Reducing backlog: Litigation policy good but not enough
The Tribune Friday, June 25, 2010, Chandigarh, India
The government as a ‘responsible and efficient’ litigant is an attractive proposition and the Union Law Minister’s belated announcement of a national policy to reduce the number of pending cases to achieve that end is certainly welcome. While over two crore cases are said to be pending before various courts in the country, Law Minister Veerappa Moily acknowledged that 70 per cent of them involve the government as either the petitioner or the respondent. Government litigation, as the Prime Minister once admitted, crowds out the private citizen from the system. Dr Manmohan Singh had then cited a survey conducted in Karnataka, where 65 per cent of the civil cases involved the government as litigant, sometimes on both sides. Under the new policy, the government would cease to be a ‘compulsive litigant’ and, as far as possible, would refrain from filing appeals against orders, assured the minister. The move will save the government both time and money as surveys reveal that the government actually loses over 90 per cent of the appeals.
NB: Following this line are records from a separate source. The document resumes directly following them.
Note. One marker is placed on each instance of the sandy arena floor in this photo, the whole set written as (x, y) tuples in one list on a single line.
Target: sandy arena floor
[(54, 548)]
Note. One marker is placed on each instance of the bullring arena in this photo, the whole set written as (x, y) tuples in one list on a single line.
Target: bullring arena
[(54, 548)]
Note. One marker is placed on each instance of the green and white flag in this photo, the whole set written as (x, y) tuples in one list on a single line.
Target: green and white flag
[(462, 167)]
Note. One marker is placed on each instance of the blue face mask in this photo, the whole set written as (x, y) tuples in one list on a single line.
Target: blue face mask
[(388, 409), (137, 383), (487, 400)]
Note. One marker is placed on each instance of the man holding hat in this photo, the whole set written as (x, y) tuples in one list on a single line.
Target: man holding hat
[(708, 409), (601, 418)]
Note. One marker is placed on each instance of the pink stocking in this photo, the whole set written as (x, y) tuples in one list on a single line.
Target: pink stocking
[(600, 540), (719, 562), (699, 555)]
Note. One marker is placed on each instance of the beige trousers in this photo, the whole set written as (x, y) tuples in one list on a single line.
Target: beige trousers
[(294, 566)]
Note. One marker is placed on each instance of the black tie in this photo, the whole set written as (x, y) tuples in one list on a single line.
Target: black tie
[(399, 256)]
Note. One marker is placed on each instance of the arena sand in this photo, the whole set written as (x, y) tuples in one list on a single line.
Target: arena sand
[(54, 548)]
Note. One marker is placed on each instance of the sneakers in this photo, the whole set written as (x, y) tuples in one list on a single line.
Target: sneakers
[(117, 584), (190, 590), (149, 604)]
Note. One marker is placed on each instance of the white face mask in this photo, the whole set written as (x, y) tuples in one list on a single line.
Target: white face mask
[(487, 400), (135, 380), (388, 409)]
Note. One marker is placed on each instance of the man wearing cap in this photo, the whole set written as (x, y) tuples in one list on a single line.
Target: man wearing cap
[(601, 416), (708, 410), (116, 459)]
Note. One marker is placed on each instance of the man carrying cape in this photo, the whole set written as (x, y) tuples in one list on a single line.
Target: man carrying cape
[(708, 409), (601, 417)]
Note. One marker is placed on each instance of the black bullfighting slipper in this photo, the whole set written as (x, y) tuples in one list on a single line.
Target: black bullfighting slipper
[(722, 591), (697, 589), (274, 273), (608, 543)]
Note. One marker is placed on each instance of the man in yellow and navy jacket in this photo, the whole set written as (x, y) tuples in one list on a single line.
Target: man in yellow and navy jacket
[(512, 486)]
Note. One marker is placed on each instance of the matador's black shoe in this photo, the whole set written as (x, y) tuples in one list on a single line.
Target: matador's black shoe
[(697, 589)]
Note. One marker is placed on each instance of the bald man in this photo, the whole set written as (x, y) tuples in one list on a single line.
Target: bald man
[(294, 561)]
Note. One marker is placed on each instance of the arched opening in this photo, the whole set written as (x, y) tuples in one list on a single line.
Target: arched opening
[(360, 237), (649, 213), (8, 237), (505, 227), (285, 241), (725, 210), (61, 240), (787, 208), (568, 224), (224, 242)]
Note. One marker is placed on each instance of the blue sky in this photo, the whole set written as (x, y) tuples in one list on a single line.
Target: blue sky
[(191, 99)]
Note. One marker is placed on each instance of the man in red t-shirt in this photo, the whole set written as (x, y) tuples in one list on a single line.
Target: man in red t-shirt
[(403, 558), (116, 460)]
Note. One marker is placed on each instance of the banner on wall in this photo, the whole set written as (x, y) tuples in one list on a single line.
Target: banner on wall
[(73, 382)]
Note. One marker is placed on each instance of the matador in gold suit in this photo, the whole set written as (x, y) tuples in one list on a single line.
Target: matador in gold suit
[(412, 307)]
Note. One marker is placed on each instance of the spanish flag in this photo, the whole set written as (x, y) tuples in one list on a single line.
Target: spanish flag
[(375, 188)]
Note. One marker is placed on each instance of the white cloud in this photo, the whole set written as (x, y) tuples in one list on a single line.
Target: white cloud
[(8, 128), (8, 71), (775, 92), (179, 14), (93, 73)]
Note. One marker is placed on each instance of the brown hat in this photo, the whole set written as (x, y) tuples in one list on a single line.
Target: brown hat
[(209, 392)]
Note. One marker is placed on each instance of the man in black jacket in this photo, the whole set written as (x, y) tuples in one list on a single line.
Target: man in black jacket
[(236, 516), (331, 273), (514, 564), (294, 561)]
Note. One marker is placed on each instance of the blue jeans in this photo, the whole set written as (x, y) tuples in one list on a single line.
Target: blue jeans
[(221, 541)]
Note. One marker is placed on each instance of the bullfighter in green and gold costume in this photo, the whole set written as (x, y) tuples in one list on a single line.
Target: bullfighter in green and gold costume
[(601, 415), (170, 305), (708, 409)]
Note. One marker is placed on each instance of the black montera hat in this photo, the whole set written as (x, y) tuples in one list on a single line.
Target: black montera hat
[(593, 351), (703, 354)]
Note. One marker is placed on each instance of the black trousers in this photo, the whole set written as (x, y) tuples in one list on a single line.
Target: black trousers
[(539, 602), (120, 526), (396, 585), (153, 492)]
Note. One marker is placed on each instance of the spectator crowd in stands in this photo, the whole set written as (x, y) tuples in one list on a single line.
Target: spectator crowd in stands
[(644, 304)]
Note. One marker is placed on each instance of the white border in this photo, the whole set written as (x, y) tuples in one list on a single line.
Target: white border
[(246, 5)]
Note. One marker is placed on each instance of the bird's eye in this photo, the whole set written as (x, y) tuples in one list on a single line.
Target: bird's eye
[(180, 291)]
A close watch would be kept on the implementation of the policy, said the minister and indicated that empowered committees, to be chaired at the national level by the Attorney-General, would be set up to monitor the implementation and fix the accountability of different departments. Though the objective is laudable, the measure is simply not enough. The government officials who fail to apply their mind and squander public money in unnecessary litigation must receive deterrent penalties for the policy to become effective. Government officers, who force citizens into protracted litigation to secure their dues like PF, pension, insurance or compensation, must also be held accountable. The Law Commission has often cited instances of the government pursuing frivolous litigation or as a “matter of prestige”. Often the officials are vindictive and vengeful, arrogant and determined to harass the citizens. For the policy to work, therefore, these busybodies must be made accountable for their action.
In its eagerness to reduce court cases, it is hoped, the government will not fall into the trap of letting off the big sharks. As it is, the Indian judiciary and the state are believed to be soft on the rich and the powerful. It would be tragic, therefore, if the really culpable, especially among the elite who bend the rules, are allowed to get away.